In "metric" folder, each csv filename contains the node to which the file belongs, ip, and the corresponding indicator name and time period, reformulated from the raw data collected by Metricbeat. The data includes fields as follows.
timestamp | value |
---|---|
1625133601000 | 34201179 |
In "trace" folder, each file contains the trace record, reformulated from the raw data collected by OpenTracing. The data includes fields as follows.
timestamp | host_ip | service_name | trace_id | span_id | parent_id | start_time | end_time | url | status_code | message |
---|---|---|---|---|---|---|---|---|---|---|
2021-07-01 10:54:23 | 0.0.0.4 | dbservice1 | c124e30fb40651dc | 58ac80ceea500f66 | 8b3e4a4003c5119c | 2021-07-01 10:54:22.632751 | 2021-07-01 10:54:22.632751 | http://0.0.0.4:9388/db_login_methods?uuid=a3036736-da17-11eb-9811-0242ac110003&user_id=ToeLCkHR | 200 | request call function 1 dbservice1.db_login_methods |
In "business" folder, each file contains the business log of a node, reformulated from the raw data. The data includes fields as follows.
datetime | service | message |
---|---|---|
2021-07-01 00:00:00 | dbservice2 | 2021-07-01 14:11:54,950 | INFO | 0.0.0.2 | 172.17.0.2 | dbservice2 | 12ef1025e43ec0ef | 3b12f3fa-da33-11eb-875f-0242ac110003-JKrdHZDV-END!RH0>_qOJ token generate success token=MTYyNTExOTkxNC45NTA0Njk1OjNiMTJmM2ZhLWRhMzMtMTFlYi04NzVmLTAyNDJhYzExMDAwM0pLcmRIWkRWRU5EIVJIMD5fcU9KOjE2MjUxMTk5NzQuOTUwNDc5NTpkZjk2YmIyOThmN2M4ZDg3N2NiYmY2MWZkYWM4ZjBlYw== |
In "run" folder, we provide system log and anomaly injection records. The data includes fields as follows, with the same meaning to files in "business" folder.
datetime | service | message |
---|---|---|
2021-07-01 | dbservice1 | 2021-07-01 22:33:05,033 | WARNING | 0.0.0.4 | 172.17.0.3 | dbservice1 | [memory_anomalies] trigger a high memory program, start at 2021-07-01 22:23:04.230332 and lasts 600 seconds and use 1g memory |
Companion Data contains metric and log data provided by the companions of Cloudwise. All the data in Companion Data has achieved strict hyposensitization to protect users and companies' privacy. It contains a total of 406 anomaly detection and metric prediction data, including 279 label data, and covers the following types of time series data:
In terms of logs, the Companion Data contains log parsing, log semantics anomaly detection, and named entity recognition (NER) data. About 218,736 pieces of log data. Please refer to Companion Data for data description.
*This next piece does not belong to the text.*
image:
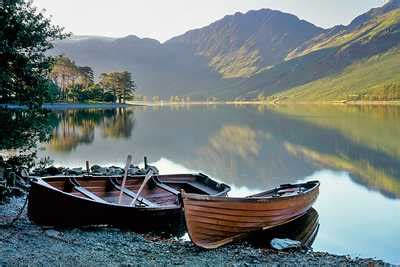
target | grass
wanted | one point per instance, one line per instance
(368, 79)
(362, 124)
"metrc_detection" folder records the corresponding type of time series data under each subfolder. Notice that all metrics here are labeled, so that metric anomaly detection can be tackled with fair evaluation. The data includes fields as follows.
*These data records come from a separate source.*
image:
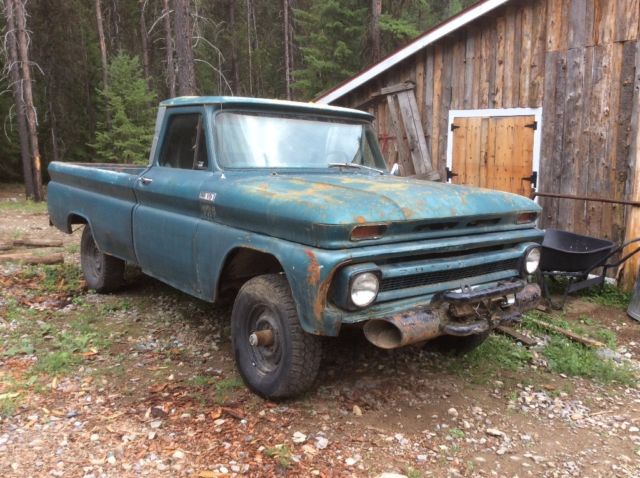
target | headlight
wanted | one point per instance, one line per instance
(364, 289)
(531, 260)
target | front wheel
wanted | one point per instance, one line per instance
(102, 272)
(275, 357)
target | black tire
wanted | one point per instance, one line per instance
(453, 345)
(290, 365)
(102, 272)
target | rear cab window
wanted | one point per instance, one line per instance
(185, 145)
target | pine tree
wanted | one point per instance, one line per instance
(331, 44)
(131, 106)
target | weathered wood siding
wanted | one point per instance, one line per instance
(577, 59)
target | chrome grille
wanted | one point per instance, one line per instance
(430, 278)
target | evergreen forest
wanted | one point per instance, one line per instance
(81, 79)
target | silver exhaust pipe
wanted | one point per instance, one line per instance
(403, 329)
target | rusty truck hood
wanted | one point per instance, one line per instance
(322, 209)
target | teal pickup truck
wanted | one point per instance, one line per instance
(288, 209)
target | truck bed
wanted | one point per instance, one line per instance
(100, 194)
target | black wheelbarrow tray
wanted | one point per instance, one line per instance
(576, 257)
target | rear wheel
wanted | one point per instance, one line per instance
(275, 357)
(102, 272)
(454, 345)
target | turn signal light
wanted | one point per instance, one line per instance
(526, 217)
(372, 231)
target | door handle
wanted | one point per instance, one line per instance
(533, 179)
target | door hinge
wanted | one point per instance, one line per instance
(533, 179)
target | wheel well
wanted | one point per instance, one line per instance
(242, 265)
(75, 219)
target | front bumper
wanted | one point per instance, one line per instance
(458, 313)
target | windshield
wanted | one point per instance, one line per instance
(249, 140)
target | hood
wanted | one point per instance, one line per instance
(322, 209)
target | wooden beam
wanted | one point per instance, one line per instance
(630, 268)
(567, 333)
(528, 341)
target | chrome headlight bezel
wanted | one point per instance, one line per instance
(531, 260)
(368, 284)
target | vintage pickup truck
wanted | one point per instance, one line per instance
(289, 209)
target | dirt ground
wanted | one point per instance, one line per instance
(149, 389)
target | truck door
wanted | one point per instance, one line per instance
(166, 218)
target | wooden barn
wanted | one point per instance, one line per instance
(536, 97)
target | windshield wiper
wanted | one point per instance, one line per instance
(356, 166)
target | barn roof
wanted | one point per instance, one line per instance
(427, 38)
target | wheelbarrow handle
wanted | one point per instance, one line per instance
(602, 262)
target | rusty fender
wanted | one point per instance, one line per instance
(425, 323)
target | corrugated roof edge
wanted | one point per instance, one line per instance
(272, 104)
(457, 21)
timestamp | value | label |
---|---|---|
1546272000000 | 168899765 | 0 |
1546272300000 | 168900938.6 | 0 |
1546272600000 | 168902112.2 | 0 |
1546272900000 | 168896334 | 0 |
1546273200000 | 168880129 | 0 |
1546273500000 | 168863924 | 0 |
"metrc_detection" folder records the corresponding type of time series data under each subfolder. Time series prediction algorithms can be trained on this data set. The data includes fields as follows.
timestamp | value |
---|---|
1546272000000 | 168899765 |
1546272300000 | 168900938.6 |
1546272600000 | 168902112.2 |
1546272900000 | 168896334 |
1546273200000 | 168880129 |
1546273500000 | 168863924 |
In "log" folder, three sub-folders are included, "log parsing", "log semantics anomaly detection", and "named entity recognition (NER)", serving for the tasks with the same names. Detailed descriptions of the files within can be found in each sub-folder.
GAIA-DataSet is under the Apache 2.0 license. See the LICENSE file for details.